El Plan Especial de la Junta de Gobierno del Ayuntamiento de Madrid ya cuenta con plenos permisos para eliminar el 95% de los pisos turísticos ilegales. El área de influencia de la normativa de Carmena comprenderá un total de 53 kilómetros cuadrados de área, lo que implica abarcar el distrito Centro, el conjunto histórico y la almendra central delimitada por la M30. Es decir, el 9% del término municipal de la capital.

Mientras Ada Colau mantiene su guerra abierta con el sector del taxi, después de haber pasado su propia lucha con los pisos turísticos, el turno le ha llegado a Manuela Carmena.

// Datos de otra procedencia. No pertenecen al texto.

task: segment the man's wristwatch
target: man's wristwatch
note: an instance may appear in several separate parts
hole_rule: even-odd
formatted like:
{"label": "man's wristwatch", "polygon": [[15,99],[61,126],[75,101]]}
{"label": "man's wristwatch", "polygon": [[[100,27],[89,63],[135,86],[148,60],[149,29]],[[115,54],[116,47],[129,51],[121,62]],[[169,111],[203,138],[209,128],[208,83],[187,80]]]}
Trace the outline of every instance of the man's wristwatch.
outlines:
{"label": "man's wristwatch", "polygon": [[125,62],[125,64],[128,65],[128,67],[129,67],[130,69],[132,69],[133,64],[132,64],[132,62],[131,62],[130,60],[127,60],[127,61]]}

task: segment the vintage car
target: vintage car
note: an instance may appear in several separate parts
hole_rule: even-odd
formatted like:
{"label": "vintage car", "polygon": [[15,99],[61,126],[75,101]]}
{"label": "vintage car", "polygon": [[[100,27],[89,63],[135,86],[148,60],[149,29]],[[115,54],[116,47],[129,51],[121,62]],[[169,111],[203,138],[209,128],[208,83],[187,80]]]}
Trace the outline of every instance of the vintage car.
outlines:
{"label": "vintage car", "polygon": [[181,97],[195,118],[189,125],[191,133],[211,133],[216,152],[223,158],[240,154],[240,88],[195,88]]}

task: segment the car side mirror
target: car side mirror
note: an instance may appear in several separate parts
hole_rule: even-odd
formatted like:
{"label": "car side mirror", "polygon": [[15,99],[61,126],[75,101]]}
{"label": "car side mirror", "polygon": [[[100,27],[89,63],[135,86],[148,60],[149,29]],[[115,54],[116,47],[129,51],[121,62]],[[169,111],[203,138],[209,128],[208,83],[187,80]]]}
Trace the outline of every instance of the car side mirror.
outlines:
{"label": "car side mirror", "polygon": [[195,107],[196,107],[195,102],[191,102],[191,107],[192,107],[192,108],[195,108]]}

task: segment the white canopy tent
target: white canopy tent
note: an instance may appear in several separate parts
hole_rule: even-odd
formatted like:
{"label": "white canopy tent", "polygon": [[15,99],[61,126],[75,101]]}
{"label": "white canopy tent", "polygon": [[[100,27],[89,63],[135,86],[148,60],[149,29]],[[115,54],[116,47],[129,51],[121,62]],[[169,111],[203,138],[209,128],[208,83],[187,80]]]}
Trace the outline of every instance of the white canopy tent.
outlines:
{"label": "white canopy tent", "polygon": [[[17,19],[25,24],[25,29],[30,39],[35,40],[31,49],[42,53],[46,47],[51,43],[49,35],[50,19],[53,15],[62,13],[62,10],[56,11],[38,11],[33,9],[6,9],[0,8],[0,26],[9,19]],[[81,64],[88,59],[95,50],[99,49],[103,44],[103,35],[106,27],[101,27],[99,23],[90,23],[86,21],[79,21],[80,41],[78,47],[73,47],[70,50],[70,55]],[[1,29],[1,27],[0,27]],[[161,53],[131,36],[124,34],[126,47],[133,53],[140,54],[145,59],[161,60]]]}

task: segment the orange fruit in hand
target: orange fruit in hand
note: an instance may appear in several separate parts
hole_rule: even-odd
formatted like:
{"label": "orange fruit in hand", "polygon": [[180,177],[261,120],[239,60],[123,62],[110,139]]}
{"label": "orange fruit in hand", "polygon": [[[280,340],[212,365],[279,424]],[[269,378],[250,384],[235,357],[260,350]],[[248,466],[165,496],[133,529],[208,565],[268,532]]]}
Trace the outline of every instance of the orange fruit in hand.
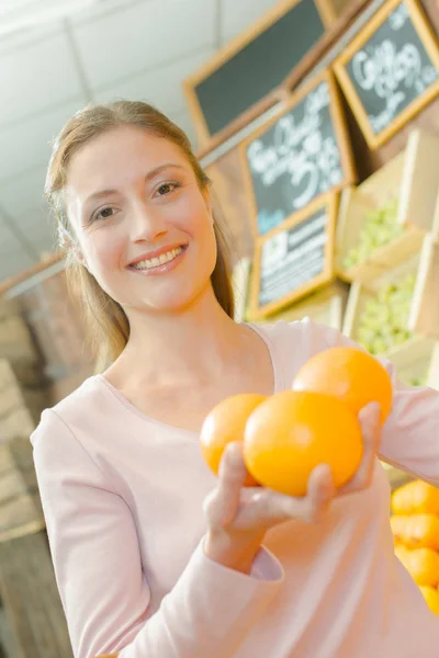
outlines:
{"label": "orange fruit in hand", "polygon": [[309,359],[294,378],[293,390],[334,395],[358,413],[369,402],[379,402],[381,422],[392,409],[391,377],[383,365],[357,348],[330,348]]}
{"label": "orange fruit in hand", "polygon": [[[264,395],[243,393],[225,398],[207,413],[201,429],[201,452],[215,475],[218,474],[225,446],[230,441],[244,441],[248,417],[266,399]],[[251,476],[244,483],[246,487],[257,484]]]}
{"label": "orange fruit in hand", "polygon": [[285,390],[259,405],[247,421],[244,458],[264,487],[305,496],[312,470],[328,464],[340,487],[363,455],[357,416],[341,400],[320,393]]}

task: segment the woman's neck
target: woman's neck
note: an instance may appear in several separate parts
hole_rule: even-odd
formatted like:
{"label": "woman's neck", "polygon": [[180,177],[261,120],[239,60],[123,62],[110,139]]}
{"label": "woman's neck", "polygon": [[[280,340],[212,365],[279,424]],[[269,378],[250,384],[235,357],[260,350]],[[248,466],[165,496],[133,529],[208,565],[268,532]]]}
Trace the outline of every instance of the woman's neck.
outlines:
{"label": "woman's neck", "polygon": [[190,307],[169,314],[130,309],[128,343],[108,371],[116,383],[202,386],[251,353],[251,330],[236,324],[212,288]]}

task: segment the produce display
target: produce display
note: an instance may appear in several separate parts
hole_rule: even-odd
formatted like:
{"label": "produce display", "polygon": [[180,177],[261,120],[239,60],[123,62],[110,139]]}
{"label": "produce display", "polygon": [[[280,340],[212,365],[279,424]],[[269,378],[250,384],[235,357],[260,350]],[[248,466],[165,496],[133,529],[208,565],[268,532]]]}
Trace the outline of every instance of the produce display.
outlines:
{"label": "produce display", "polygon": [[360,265],[380,247],[389,245],[404,232],[404,226],[396,222],[397,198],[392,198],[381,208],[364,215],[358,245],[345,256],[342,266],[350,270]]}
{"label": "produce display", "polygon": [[256,483],[281,494],[305,496],[319,464],[330,466],[336,487],[353,477],[363,454],[358,410],[378,401],[384,421],[392,405],[391,379],[380,363],[354,348],[333,348],[315,359],[301,368],[300,389],[293,385],[268,397],[232,396],[211,410],[200,441],[215,474],[225,446],[239,441]]}
{"label": "produce display", "polygon": [[371,354],[383,354],[413,337],[407,329],[415,273],[383,285],[370,297],[359,317],[356,340]]}
{"label": "produce display", "polygon": [[423,480],[392,494],[395,554],[439,615],[439,489]]}

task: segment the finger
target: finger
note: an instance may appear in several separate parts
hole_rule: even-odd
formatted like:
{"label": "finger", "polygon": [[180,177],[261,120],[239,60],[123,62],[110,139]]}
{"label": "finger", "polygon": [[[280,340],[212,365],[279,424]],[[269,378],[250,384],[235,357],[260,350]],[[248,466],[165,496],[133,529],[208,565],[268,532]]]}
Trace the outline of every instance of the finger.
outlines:
{"label": "finger", "polygon": [[303,497],[286,496],[271,489],[254,495],[257,514],[267,523],[274,524],[291,519],[317,521],[335,496],[329,466],[320,464],[312,472],[307,494]]}
{"label": "finger", "polygon": [[204,502],[204,512],[211,527],[224,527],[235,519],[246,477],[243,446],[234,441],[226,446],[221,460],[218,485]]}
{"label": "finger", "polygon": [[328,464],[319,464],[309,476],[307,487],[308,521],[318,521],[336,495],[333,473]]}
{"label": "finger", "polygon": [[381,441],[380,405],[371,402],[363,407],[359,413],[359,421],[363,438],[363,456],[352,479],[338,490],[339,495],[365,489],[372,479],[375,467],[375,457]]}

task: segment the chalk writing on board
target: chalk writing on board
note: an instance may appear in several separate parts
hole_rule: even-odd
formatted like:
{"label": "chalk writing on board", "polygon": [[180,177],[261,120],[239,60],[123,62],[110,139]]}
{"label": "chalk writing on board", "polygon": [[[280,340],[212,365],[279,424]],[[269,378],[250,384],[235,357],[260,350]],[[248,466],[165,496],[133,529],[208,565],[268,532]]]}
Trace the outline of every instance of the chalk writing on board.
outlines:
{"label": "chalk writing on board", "polygon": [[[267,217],[288,217],[341,183],[344,172],[322,82],[247,148],[259,231]],[[270,226],[272,228],[272,226]]]}
{"label": "chalk writing on board", "polygon": [[325,269],[326,209],[269,238],[261,250],[259,304],[281,299]]}
{"label": "chalk writing on board", "polygon": [[356,53],[349,68],[356,87],[381,100],[373,103],[373,109],[367,107],[375,134],[438,77],[404,3]]}

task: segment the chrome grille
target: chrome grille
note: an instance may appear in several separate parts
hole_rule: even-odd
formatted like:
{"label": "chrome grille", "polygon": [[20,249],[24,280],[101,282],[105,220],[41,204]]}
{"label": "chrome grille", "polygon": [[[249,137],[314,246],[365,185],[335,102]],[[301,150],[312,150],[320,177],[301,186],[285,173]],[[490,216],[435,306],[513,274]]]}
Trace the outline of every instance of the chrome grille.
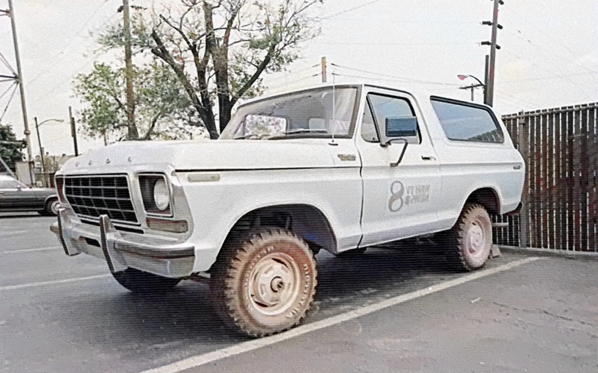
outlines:
{"label": "chrome grille", "polygon": [[139,222],[125,175],[66,176],[65,196],[80,217]]}

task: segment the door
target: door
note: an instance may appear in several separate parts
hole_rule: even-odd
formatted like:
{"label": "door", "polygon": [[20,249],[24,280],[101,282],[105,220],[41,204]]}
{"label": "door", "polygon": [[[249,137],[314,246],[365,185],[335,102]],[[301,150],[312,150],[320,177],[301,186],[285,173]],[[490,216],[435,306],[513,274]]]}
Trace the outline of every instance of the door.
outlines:
{"label": "door", "polygon": [[[372,89],[366,93],[356,142],[362,162],[363,238],[360,246],[389,242],[434,231],[441,198],[439,160],[425,123],[412,98]],[[383,146],[380,134],[387,119],[416,117],[418,135],[404,145]]]}
{"label": "door", "polygon": [[34,210],[39,204],[33,190],[13,178],[0,179],[0,210]]}

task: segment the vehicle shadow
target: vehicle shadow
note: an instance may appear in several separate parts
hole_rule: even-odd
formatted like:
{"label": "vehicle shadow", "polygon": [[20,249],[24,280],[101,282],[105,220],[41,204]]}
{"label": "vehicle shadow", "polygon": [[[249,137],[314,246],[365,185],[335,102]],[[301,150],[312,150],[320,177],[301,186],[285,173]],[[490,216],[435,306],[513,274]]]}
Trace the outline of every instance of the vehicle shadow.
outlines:
{"label": "vehicle shadow", "polygon": [[[316,303],[325,313],[339,313],[338,302],[362,303],[376,292],[392,288],[393,293],[412,291],[418,278],[444,274],[455,275],[433,246],[405,250],[370,249],[355,257],[336,257],[328,253],[318,256]],[[206,283],[185,281],[176,290],[160,296],[115,294],[110,286],[99,296],[75,298],[69,303],[72,332],[88,342],[111,349],[115,342],[121,353],[130,348],[136,356],[144,348],[175,348],[193,344],[193,353],[203,353],[248,338],[225,328],[214,314],[208,299]],[[342,302],[341,302],[342,303]],[[327,307],[330,309],[327,309]],[[334,308],[334,310],[332,308]],[[320,318],[320,317],[318,317]],[[310,320],[310,319],[312,319]],[[308,317],[306,322],[313,321]],[[90,323],[90,320],[93,320]],[[97,346],[102,348],[102,346]]]}

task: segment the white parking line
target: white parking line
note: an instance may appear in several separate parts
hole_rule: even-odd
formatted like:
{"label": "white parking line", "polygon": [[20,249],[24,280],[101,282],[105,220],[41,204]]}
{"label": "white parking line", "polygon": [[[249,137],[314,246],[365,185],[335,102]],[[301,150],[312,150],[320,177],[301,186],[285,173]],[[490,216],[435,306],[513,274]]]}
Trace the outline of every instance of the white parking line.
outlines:
{"label": "white parking line", "polygon": [[49,247],[38,247],[37,248],[20,248],[18,250],[4,250],[0,254],[18,254],[19,253],[29,253],[30,251],[44,251],[50,250],[58,250],[62,248],[62,246],[50,246]]}
{"label": "white parking line", "polygon": [[7,232],[0,232],[0,237],[5,237],[7,236],[14,236],[16,235],[22,235],[25,233],[29,233],[28,231],[8,231]]}
{"label": "white parking line", "polygon": [[5,290],[16,290],[25,287],[35,287],[36,286],[44,286],[45,285],[54,285],[56,284],[66,284],[68,283],[74,283],[79,281],[86,281],[87,280],[93,280],[94,278],[102,278],[103,277],[109,277],[112,275],[95,275],[94,276],[87,276],[87,277],[75,277],[74,278],[65,278],[64,280],[56,280],[54,281],[44,281],[39,283],[29,283],[29,284],[21,284],[20,285],[8,285],[7,286],[0,286],[0,292]]}
{"label": "white parking line", "polygon": [[354,311],[341,314],[340,315],[325,319],[315,323],[312,323],[310,324],[306,324],[302,326],[292,329],[288,332],[285,332],[284,333],[281,333],[271,336],[264,337],[258,339],[252,339],[251,341],[243,342],[230,347],[225,347],[220,350],[216,350],[216,351],[204,354],[203,355],[192,356],[172,364],[169,364],[167,365],[164,365],[155,369],[144,371],[141,373],[177,373],[178,372],[181,372],[182,371],[200,366],[208,363],[221,360],[226,357],[234,356],[236,355],[239,355],[254,350],[261,348],[262,347],[272,345],[279,342],[282,342],[286,339],[289,339],[310,332],[313,332],[321,329],[328,327],[328,326],[340,324],[343,322],[352,320],[356,317],[359,317],[360,316],[363,316],[377,311],[380,311],[380,310],[390,306],[425,296],[426,295],[432,294],[432,293],[435,293],[450,287],[460,285],[481,277],[485,277],[499,272],[507,271],[526,263],[538,260],[540,259],[541,258],[537,257],[530,257],[520,260],[511,262],[495,268],[490,268],[488,269],[480,271],[478,272],[475,272],[463,276],[462,277],[459,277],[459,278],[451,280],[450,281],[441,283],[412,293],[408,293],[407,294],[390,298],[385,301],[383,301],[380,303],[362,307],[361,308],[359,308]]}

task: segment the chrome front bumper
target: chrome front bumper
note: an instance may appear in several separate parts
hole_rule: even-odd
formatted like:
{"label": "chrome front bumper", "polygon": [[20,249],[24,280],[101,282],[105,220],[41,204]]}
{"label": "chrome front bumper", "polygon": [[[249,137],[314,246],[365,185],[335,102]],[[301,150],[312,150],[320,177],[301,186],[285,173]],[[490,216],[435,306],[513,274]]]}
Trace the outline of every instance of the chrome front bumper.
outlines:
{"label": "chrome front bumper", "polygon": [[85,253],[106,260],[110,272],[136,268],[165,277],[189,276],[193,269],[195,248],[185,242],[118,231],[102,215],[99,226],[76,221],[63,208],[50,230],[58,236],[69,256]]}

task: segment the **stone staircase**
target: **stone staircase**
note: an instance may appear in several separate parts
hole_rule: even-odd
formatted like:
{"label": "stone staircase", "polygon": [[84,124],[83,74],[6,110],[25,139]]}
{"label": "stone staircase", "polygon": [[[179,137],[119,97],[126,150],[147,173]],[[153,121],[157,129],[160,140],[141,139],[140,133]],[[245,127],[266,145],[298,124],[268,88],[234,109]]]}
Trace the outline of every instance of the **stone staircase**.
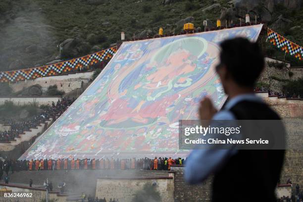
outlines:
{"label": "stone staircase", "polygon": [[53,191],[58,191],[58,184],[66,183],[64,195],[68,195],[70,201],[77,201],[84,192],[88,197],[95,197],[97,179],[154,178],[168,177],[167,171],[141,170],[39,170],[22,171],[14,172],[10,176],[10,183],[28,184],[32,179],[35,187],[43,186],[45,180],[48,178],[51,182]]}

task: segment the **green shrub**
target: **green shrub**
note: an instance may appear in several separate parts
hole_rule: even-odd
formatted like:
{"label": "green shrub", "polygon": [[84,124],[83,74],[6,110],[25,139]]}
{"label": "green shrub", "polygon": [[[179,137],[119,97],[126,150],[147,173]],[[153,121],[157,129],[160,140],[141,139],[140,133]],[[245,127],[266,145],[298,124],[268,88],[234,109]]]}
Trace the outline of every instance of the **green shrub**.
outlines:
{"label": "green shrub", "polygon": [[145,13],[150,12],[152,11],[152,8],[150,5],[144,5],[142,7],[142,11]]}
{"label": "green shrub", "polygon": [[48,96],[62,96],[64,94],[64,91],[58,90],[56,85],[50,86],[46,92],[46,95]]}
{"label": "green shrub", "polygon": [[290,81],[283,87],[286,92],[289,95],[292,95],[294,94],[301,97],[303,96],[303,78],[300,78],[295,80]]}
{"label": "green shrub", "polygon": [[261,88],[261,87],[263,87],[264,88],[267,88],[267,89],[268,89],[270,87],[270,85],[269,84],[264,82],[257,82],[255,84],[255,86],[259,88]]}
{"label": "green shrub", "polygon": [[186,11],[193,10],[196,8],[196,5],[191,1],[188,1],[184,5],[184,9]]}
{"label": "green shrub", "polygon": [[269,77],[269,78],[271,79],[275,80],[276,81],[281,81],[281,82],[283,82],[289,81],[289,79],[282,79],[282,78],[279,78],[275,76],[270,76]]}
{"label": "green shrub", "polygon": [[153,14],[152,19],[154,22],[159,22],[163,19],[163,15],[160,13],[156,13]]}

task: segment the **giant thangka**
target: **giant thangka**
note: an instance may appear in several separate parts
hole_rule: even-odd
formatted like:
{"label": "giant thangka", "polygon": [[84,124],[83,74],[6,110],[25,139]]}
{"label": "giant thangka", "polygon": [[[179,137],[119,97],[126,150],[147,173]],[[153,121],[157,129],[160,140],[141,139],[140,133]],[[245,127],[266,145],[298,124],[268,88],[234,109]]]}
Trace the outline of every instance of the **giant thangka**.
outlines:
{"label": "giant thangka", "polygon": [[206,95],[217,107],[226,99],[214,69],[219,43],[255,41],[262,26],[123,43],[20,159],[186,155],[178,149],[179,120],[198,119]]}

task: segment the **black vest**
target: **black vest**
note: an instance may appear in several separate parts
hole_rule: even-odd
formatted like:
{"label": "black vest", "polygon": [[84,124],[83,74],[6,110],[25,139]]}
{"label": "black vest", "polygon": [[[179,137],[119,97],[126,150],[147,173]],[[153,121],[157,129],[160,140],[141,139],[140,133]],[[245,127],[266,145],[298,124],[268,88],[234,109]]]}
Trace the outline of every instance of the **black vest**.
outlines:
{"label": "black vest", "polygon": [[[267,105],[240,101],[230,111],[238,120],[276,120]],[[284,150],[239,150],[215,173],[212,202],[276,202]]]}

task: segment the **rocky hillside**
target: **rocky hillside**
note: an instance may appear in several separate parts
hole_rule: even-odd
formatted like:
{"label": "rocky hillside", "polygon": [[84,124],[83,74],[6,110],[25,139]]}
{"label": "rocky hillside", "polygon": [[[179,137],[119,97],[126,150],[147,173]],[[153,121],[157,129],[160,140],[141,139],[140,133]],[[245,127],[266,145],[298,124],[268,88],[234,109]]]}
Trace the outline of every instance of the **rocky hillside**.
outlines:
{"label": "rocky hillside", "polygon": [[[130,39],[160,27],[179,32],[188,22],[203,29],[203,20],[237,23],[247,12],[303,45],[302,6],[302,0],[0,0],[0,71],[97,51],[117,42],[121,31]],[[267,46],[268,54],[284,55]]]}

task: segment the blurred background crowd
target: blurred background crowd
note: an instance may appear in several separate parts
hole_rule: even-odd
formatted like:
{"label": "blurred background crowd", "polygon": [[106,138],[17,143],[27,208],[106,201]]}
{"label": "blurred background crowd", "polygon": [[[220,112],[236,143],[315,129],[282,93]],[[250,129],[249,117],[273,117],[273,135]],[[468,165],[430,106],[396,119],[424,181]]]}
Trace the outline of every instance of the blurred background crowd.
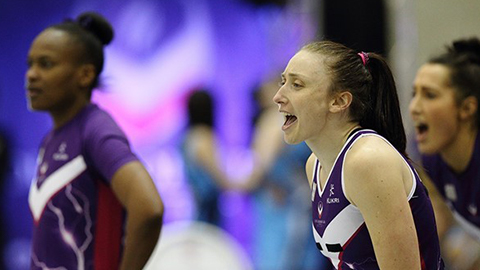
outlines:
{"label": "blurred background crowd", "polygon": [[[271,101],[288,59],[324,37],[387,56],[412,136],[418,67],[451,40],[480,36],[477,0],[2,0],[0,269],[29,266],[28,190],[51,127],[27,110],[28,48],[46,26],[86,10],[116,29],[93,99],[152,173],[166,207],[162,237],[201,221],[221,231],[239,264],[260,270],[329,269],[309,221],[309,150],[283,142]],[[462,253],[455,235],[450,246]]]}

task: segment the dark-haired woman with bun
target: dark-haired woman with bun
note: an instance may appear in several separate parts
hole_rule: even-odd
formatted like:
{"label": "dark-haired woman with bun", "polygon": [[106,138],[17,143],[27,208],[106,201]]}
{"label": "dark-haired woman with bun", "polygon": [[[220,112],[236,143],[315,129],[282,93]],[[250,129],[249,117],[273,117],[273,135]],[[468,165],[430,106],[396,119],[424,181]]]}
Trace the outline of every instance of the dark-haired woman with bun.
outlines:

A la espera de que el nuevo texto quede aprobado por el pleno municipal, que se espera entre octubre y noviembre de este mismo año, la realidad es que es una normativa muy esperada por colectivos de vecinos residentes en el centro de la capital.

A la espera de que se apruebe el texto, existe una moratoria que bloquea la concesión de los permisos para nuevas viviendas turísticas. La idea del Ayuntamiento, dirigido por Podemos, es regular la situación actual para luego estudiar nuevas posibles concesiones.

¿Qué ocurre con las viviendas turísticas actuales? La idea es respetar el uso urbano de las ciudades y, por lo tanto, a los vecinos de las mismas. Por esta razón, Carmena obligará a los pisos de la zona centro que el acceso a estas viviendas sea independiente del resto de la vecindad. Igualmente el alquiler estaría limitado 90 días para aquellos que no dispongan de licencia. Con esta medida se elimina prácticamente la totalidad de la oferta disponible; la mayor parte de los pisos no dispone de entrada independiente y las comunidades de vecinos no aprobarán reformas ad hoc para regularización de esos pisos. En este sentido, entienden que la implantación de la normativa será lenta, compleja y, en muchos casos imposible.

Igualmente, una de las bases en las que se fundamenta la normativa es la de aligerar la carga turística del centro de la capital. La implantación de esos anillos, en los que según la normativa cuanto más alejado del centro más laxa es la norma, busca distribuir la riqueza por toda la ciudad.

A día de hoy, el ayuntamiento ha cerrado 144 viviendas que no cumplían con los permisos, además de los 500 expedientes que tiene abiertos.